Um romance não é apenas uma boa história – é também sobre uma idéia que nos perturba há muito tempo. Logo o catalogam de “romances de idéias”, mas é uma das coisas mais difíceis de serem feitas. Até mesmo Otto Maria Carpeaux, esse gigante que usava o papel de jornal para lançar seus pensamentos, não gostava muito do gênero – e, uma vez, atacou Thomas Mann justamente por isso, alegando que ele escrevia mais um ensaio do que propriamente um drama.
Rebecca Goldenstein, autora de um romance razoável sobre Kurt Gödel (Incompletude), discordaria disso. Em uma seleção de cinco melhores livros de idéias para o Wall Street Journal, apresentou uma lista impecável, que chega ao topo com um dos meus romances favoritos: Herzog, de Saul Bellow. Mas sobra espaço para o próprio Thomas Mann (que comparece com uma pérola que poucos conhecem, O Eleito), George Eliot e até mesmo a minha querida Iris Murdoch; talvez para a lista ficar verdadeiramente perfeita, eu acrescentaria O homem sem qualidades, de Robert Musil, Os sonâmbulos, de Hermann Broch, e qualquer romance de Dostoievski, seja os de menor ou de maior fôlego (respectivamente, Memórias do Subsolo e Os Demônios).
Tudo isso para fazer a seguinte pergunta: será que a literatura brasileira já fez algo parecido no gênero ou ela também sofre de esterilidade até mesmo nesse formato? Eis um drama para as gerações futuras pensarem.
Eu consigo pensar em “Lições de Abismo”, do Corção. Livro que aliás recebeu de Álvaro Lins crítica idêntica à de Carpeaux a propósito de Thomas Mann.
Meio aleatoriamente. Rosa fica perto da ininteligibilidade sem Platão (o platonismo de GR é estudado por Heloisa Vilhena, vg, no “Roteiro de Deus”). Machado, famosamente, encontrou em Corção alguém que soube aproximá-lo do Eclesiastes (cf introdução dele à pequena coletânea “Machado”, Clássicos Agir; Pedro Sette Câmara lembra disto numa resenha em algum lugar da web). Sobre “Lições de Abismo”, um pouco pedante mas leitura das melhores, foi adaptado para o palco e rendeu um brilhante monólogo de Roberto Mallet em 2006 (assisti em SP): http://www.pedrosette.com/2006_02_01_archive.html Algumas referências sobre romance católico no Brasil: http://www.pucsp.br/rever/rv4_2006/p_schincariol.pdf Valeria recordar ainda, vg,Lúcio Cardoso (“Crônica da Casa Assassinada” virou filme com música de Jobim, se não me engano gravada também no álbum “Matita Perê”).

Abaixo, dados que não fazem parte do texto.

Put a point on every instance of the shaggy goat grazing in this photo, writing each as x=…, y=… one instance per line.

Caramba! Vim aqui só para falar do “Lições de Abismo” – não conheço mais nenhum outro.
E não é que se adiantaram!
Talvez alguma coisa – pouca – da Clarice Lispector?!

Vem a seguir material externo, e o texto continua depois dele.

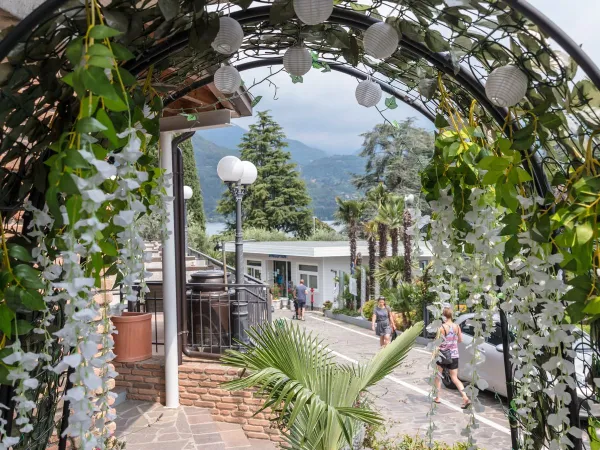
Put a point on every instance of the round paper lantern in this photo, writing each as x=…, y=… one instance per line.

Hmm, José Geraldo Vieira?!
Se romance de idéias for aquele em que se sobressai a reflexão à ação, e descontada a comparação com lista tão heterogênea, poderíamos dizer que a Terra de Santa Cruz o gênero com o último romance de Machado, o Gonzaga de Sá de Lima Barreto, os livros dos três porquinhos do nosso catolicismo literário, Lúcio Cardoso, Octávio de Faria e Cornélio Penna.

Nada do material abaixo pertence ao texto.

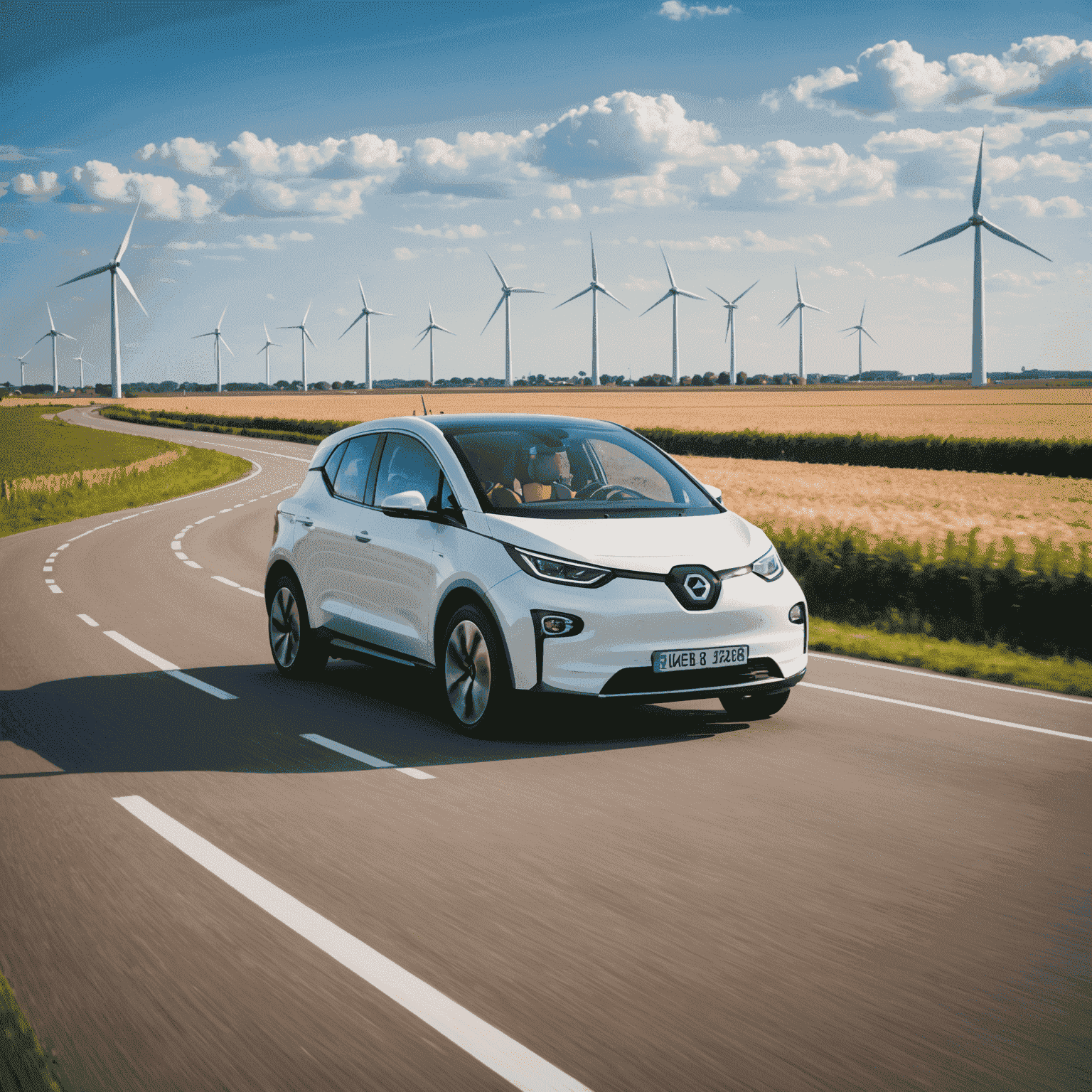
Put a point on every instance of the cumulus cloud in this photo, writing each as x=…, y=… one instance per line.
x=41, y=189
x=678, y=12
x=1045, y=73
x=191, y=154
x=163, y=198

A Pedra do Reino de Suassuna e Cabeça de Negro de Paulo Francis.
Olavo de Carvalho responde: Assinem e assistam “A literatura no Brasil hoje”, http://www.seminariodefilosofia.org/node/1006.
Canaã, de Graça Aranha.
“será que a literatura brasileira já fez algo parecido no gênero ou ela também sofre de esterilidade até mesmo nesse formato?”
Perguntinha bem-babaca, hein?! As poucas e boas respostas acima quiçá comecem a responder. Talvez seja melhor ler os romances brasileiros antes de fazer generalizações e suposições dessa arrogância.